US20060081032A1

US20060081032A1 - Method for determining acidic gases and sensor

Info

Publication number: US20060081032A1
Application number: US11/240,229
Authority: US
Inventors: Thomas Brinz; Vladimir Mirsky; Otto Wolfbeis; Jorg Jockel; Qingli Hao
Original assignee: Individual
Current assignee: Robert Bosch GmbH
Priority date: 2004-09-30
Filing date: 2005-09-29
Publication date: 2006-04-20
Also published as: EP1643241A2; EP1643241A3; DE102004047466A1

Abstract

A method and a sensor for determining acidic gases in gas mixtures, such as hydrogen chloride, sulfur dioxide, or nitrogen dioxide. A polymer layer whose electrical conductance changes under the effect of the gas to be determined is exposed to the gas mixture, and the electrical conductance, the electrical resistance, or the impedance of the polymer layer is determined. For the desorption of the gas to be determined, the polymer layer is heated at certain time intervals to a temperature above ambient temperature.

Description

BACKGROUND INFORMATION

It is known that in cable fires in particular large amounts of gaseous hydrogen chloride may be released, which cause health problems. Suitable sensors capable of reliably detecting even small amounts of released hydrogen chloride or other acidic combustion gases such as sulfur dioxide or nitrogen oxides and thus make early detection of fires possible are therefore needed.
Thus, for example, BR 9105139 describes a sensor for determining hydrogen chloride on the basis of a sensitive polyaniline layer. However, this system has an insufficient regeneration capability after being exposed to hydrogen chloride at room temperature so that this sensor is unable to be used as a fire detector.
An object of the present invention is to provide a method and a sensor for determining acidic gases which make it possible to accurately detect such gases without exhibiting the disadvantages of the sensors of the related art.

SUMMARY OF THE INVENTION

The method according to the present invention and the sensor according to the present invention have the advantage that the object of the present invention is achieved in an advantageous manner. A sensitive layer is used, the electrical properties of which are to be modified markedly even upon contact with the smallest amounts of an acidic gas to be determined, the absorption of the gas to be determined being reversible. For the desorption of the gas to be determined, the sensitive layer is heated at certain time intervals to a temperature above the ambient temperature. Simple regeneration of the sensitive layer is thus ensured.
Thus, a polymer layer having basic functional groups, such as polyaniline, is suitable as a sensitive layer. This polymer has a high affinity for acidic gases, such as hydrogen chloride among others.
In a further advantageous embodiment of the present invention, the electrical conductance, i.e., the electrical resistance, or the impedance of the polymer layer is determined using two electrodes which are in contact with the polymer layer. A current flowing between the electrodes or a voltage applied between the electrodes is measured.
In a particularly advantageous embodiment of the present invention, the polymer layer is periodically heated preferably to an elevated temperature of 60° C. to 400° C., so that the gases that may have been absorbed are desorbed.
The sensor allows acidic gases in the ppb range to be determined without exhibiting significant cross-sensitivity to water vapor or carbon dioxide. It is furthermore characterized by a long-term stability for months.

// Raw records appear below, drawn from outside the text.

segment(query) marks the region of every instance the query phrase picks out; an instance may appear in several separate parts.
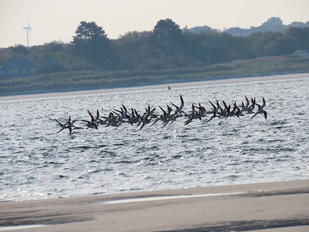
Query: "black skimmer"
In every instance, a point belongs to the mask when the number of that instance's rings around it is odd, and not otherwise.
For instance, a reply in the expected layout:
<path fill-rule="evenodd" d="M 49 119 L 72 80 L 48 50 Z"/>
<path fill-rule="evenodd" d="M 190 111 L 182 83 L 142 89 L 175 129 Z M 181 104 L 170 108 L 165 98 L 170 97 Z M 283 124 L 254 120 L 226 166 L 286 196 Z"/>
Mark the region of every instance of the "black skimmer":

BRIEF DESCRIPTION OF THE DRAWINGS

FIG. 1 shows a schematic illustration of an exemplary embodiment of a sensor such as used in the method according to the present invention.
FIG. 2 shows the result of a measurement in which a sensor according to FIG. 1 was exposed to hydrogen chloride.

DETAILED DESCRIPTION

The method according to the present invention for determining acidic gases in gas mixtures uses in particular a sensor such as schematically illustrated in FIG. 1. Acidic gas is understood to be a gas producing an acidic reaction in an aqueous solution. These gases include hydrogen halides, sulfur oxides, hydrogen cyanide, nitrogen oxides, or vapors of acidic oxides.
Sensor 10 illustrated in FIG. 1 includes a substrate 12, which is preferably made of a semiconductor material such as silicon. Substrate 12 has a heating device 14, which is schematically shown in FIG. 1. At least two measuring electrodes 16, 18, which may be designed as interdigital electrodes, are mounted on the major surface of substrate 12. Measuring electrodes 16, 18 are preferably covered by a sensitive layer 20. Sensitive layer 20 is made of a polymeric material, whose electrical conductance, i.e., electrical resistance, changes upon contact with an acidic gas.
Polyaniline or a polyaniline copolymer which may be obtained by copolymerization of aniline and aniline derivatives such as aminobenzoic acids or aminobenzenesulfonic acids are particularly suitable as the polymer material of sensitive layer 20. 2-aminobenzoic acids, 3-aminobenzoic acids, 4-aminobenzoic acids, or 3-aminobenzenesulfonic acids are suitable in particular as aniline derivatives. Polymerization is preferably performed electrochemically. In doing so, aniline polymers are obtained potentiostatically at a voltage of +800 mV to +1000 mV against a standard calomel electrode (SCE); in addition to this method, aniline may also be obtained galvanostatically at a current density of approximately 20 A/m²−50 A/m²or potentiodynamically; in the potentiodynamic method voltage is varied in a range of approximately −20 mV to +1.0 V, and a rate of variation of approximately 10 mV/s to 30 mV/s is used. A 0.1 molar monomer solution, which also preferably contains 0.1 mol of sulfuric acid, is used as the electrolyte for electrochemical polymerization.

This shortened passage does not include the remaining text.